Also be sure to implement a regular project rotation schedule ensuring your team are consistently getting fresh projects on top of their more regular duties. By doing this, I bet you’ll find your team will be more motivated and content in their roles, and therefore happier to remain with you.
So, now your team sees the value of the work they are doing now, what about the future?
Few can doubt security is stressful, yet you can relieve some of this pressure by helping your guys work with developers to balance the needs of a secure yet agile software development lifecycle. A great way to start is to meet at with your opposite number in development, and go through what their current project objectives are. Armed with this knowledge, report back to your team and highlight any security issues those objectives may entail, and how development may overcome them.
Now your team knows how to speak the same language as developers, the next stage is to reduce their workload. This will so allow them to focus on the creative side of security solutions that ensure they stay challenged and engaged.
If you can automate a manual process, automate it. Some great examples are using CHEF to automate your DevOps workflow and integrating WhiteSource into your build to automate your open source component usage and manage your security and licences. By automating processes where you can, you will give your team time to improve as professionals, and space to express their creativity.
With your team being able to focus on the more stimulating aspects of software security, your top performers will no doubt have great ideas to help you achieve your security objectives. However, professionals can often feel stifled when managers decide to pull ranks and discount their suggestions and ideas.
As a security executive, it’s up to you give your team the tools and support to develop in their current role. Ensure your team is exposed to new technology, training (e.g. Udemy and SANS Software) and that they get hands-on experience of working on the bleeding edge. This doesn’t necessarily mean working on company-defined projects. Just look at Google’s 80/20 policy which gave birth to such software heavyweights as Gmail and AdSense. By giving your team the skills to develop and grow within your organization, they will not only know what success looks like, but what they have to do to achieve it.

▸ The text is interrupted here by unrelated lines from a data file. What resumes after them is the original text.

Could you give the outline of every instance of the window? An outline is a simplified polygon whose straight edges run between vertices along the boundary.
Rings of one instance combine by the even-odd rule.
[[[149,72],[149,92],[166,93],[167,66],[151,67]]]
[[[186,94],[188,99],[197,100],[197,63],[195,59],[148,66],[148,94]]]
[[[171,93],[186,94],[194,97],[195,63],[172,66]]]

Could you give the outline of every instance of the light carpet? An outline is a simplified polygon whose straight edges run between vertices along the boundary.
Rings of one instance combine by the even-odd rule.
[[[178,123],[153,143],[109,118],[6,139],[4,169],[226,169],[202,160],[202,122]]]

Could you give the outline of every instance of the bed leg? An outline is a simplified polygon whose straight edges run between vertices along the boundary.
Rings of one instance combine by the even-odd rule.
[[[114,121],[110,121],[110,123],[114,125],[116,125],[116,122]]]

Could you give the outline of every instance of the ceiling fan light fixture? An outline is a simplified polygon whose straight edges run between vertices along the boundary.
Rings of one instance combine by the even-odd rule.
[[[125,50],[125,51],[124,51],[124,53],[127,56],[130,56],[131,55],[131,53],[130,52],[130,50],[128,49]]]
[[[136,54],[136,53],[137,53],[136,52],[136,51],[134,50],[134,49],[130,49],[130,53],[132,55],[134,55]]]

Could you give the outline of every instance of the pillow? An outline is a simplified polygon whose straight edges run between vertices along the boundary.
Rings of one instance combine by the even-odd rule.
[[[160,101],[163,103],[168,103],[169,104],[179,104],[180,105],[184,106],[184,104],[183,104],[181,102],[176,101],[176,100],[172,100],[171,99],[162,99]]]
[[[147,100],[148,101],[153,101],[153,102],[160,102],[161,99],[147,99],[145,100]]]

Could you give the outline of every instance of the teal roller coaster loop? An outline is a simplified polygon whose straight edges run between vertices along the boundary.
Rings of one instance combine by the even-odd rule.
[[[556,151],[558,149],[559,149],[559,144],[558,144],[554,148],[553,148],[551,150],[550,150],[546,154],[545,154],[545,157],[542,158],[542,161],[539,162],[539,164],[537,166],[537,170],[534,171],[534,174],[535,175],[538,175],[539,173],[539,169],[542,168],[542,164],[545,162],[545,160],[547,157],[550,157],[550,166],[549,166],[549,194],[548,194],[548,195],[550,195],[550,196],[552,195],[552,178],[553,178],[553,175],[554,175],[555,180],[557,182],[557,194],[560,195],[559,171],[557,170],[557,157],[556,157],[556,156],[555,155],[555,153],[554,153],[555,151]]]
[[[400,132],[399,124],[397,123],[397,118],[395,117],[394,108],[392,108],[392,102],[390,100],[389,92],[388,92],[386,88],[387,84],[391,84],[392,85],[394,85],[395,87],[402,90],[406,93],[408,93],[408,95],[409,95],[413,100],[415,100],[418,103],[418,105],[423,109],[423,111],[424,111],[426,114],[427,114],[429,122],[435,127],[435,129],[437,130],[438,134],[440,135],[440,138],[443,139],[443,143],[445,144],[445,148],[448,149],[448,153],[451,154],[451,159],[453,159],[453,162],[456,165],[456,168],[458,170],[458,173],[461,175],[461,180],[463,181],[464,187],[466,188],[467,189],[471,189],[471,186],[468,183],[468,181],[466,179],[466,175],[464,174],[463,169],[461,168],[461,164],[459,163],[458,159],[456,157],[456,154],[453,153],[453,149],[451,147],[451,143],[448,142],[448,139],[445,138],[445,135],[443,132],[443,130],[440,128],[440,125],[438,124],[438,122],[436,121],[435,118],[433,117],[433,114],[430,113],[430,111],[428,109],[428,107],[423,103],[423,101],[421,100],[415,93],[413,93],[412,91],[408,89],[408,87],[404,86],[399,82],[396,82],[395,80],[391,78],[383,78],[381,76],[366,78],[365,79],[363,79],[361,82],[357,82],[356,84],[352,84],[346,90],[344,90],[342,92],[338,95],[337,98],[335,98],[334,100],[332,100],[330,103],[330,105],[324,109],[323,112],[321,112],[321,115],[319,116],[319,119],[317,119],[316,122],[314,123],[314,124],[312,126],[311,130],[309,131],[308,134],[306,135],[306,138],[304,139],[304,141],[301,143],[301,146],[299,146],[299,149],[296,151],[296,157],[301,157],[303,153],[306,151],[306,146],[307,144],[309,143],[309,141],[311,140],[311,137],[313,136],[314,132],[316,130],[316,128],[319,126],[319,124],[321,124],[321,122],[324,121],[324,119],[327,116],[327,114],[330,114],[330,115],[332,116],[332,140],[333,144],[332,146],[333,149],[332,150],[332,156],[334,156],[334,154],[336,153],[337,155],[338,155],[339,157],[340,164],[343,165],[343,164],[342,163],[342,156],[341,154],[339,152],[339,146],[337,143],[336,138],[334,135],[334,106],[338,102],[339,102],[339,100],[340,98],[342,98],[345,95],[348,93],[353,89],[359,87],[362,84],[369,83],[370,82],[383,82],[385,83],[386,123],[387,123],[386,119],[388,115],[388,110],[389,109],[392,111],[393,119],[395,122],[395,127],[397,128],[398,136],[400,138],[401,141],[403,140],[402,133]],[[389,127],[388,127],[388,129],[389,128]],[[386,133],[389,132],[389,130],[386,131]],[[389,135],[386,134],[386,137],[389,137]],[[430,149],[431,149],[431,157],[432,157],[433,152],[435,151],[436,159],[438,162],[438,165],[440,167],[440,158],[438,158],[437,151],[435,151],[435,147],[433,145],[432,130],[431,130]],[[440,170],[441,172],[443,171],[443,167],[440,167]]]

As your talents’ knowledge and skills increase, you will naturally find them taking on greater a role in your organization. Yet as my favorite web-slinger says “With great power comes great responsibility”.
Making sure everyone has the opportunity to express their ideas and suggestions is important for both your team and enterprises’ success. Try establishing weekly meetings with your guys to go over what projects are in the pipeline, any challenges they entail and what you can do as team to overcome them. However, on top your team having space to communicate, they need to know how to do it effectively. A good starting point is for you and your team to participate in an in-house communication training course. This will give ensure your team is able express their ideas with greater clarity when they come to meet.
By ensuring your team has a voice, they will surely be encouraged to stay for longer. However, just because your team has more space to communicate doesn’t mean your role as leader is any less important
Top performers look to work with leaders that understand their role, therefore it’s essential that you are engaged in their work. As Dr Stein (MIT Sloan Management Review) suggests, on top of the vital oversights that you provide, you need to get down to the nitty-gritty of your guys’ daily tasks, such as unruly data sets and the what can seem like never-ending identification and action of false positives. By standing shoulder to shoulder with your professionals, you will be able to build a team of high-performers who will stick with you through thick and thin.
Up to now we have been looking at how to retain your top talent. Yet what about the individuals who are your security superstars of tomorrow?
An entry level security professional today might be your security superstar of tomorrow, and a central to keeping them onboard is to build an engaging environment where their talent can grow. Implement a mentoring program where more seasoned professionals can share tips and ideas with the less experienced amongst you. Additionally, as the saying goes, you don’t realize you’re working when you’re having fun. Microsoft’s use of the Elevation of Privileges game as a way to get IT professionals engaged in threat modelling is a perfect example of how games can both bring teams together and educate them.
If you’re unable to find your star performer within your ranks, it’s true you can always hire A-list analysts from outside. However, it will take some time for them to acquire the ‘meta-data’ that your current staff possess. In short, it is far cheaper to invest in a stimulating high-performing and collaborative environment, than looking to hiring external talent.
The role of security executive has never been so central to your enterprise’s success or failure. By ensuring your security team are satisfied, informed, challenged and listened to, you will be able to retain your security superstars of today, and develop those of tomorrow.
After all, there is no point being captain of a ship if you are constantly on the lookout for a team who can’t help you steer it to success.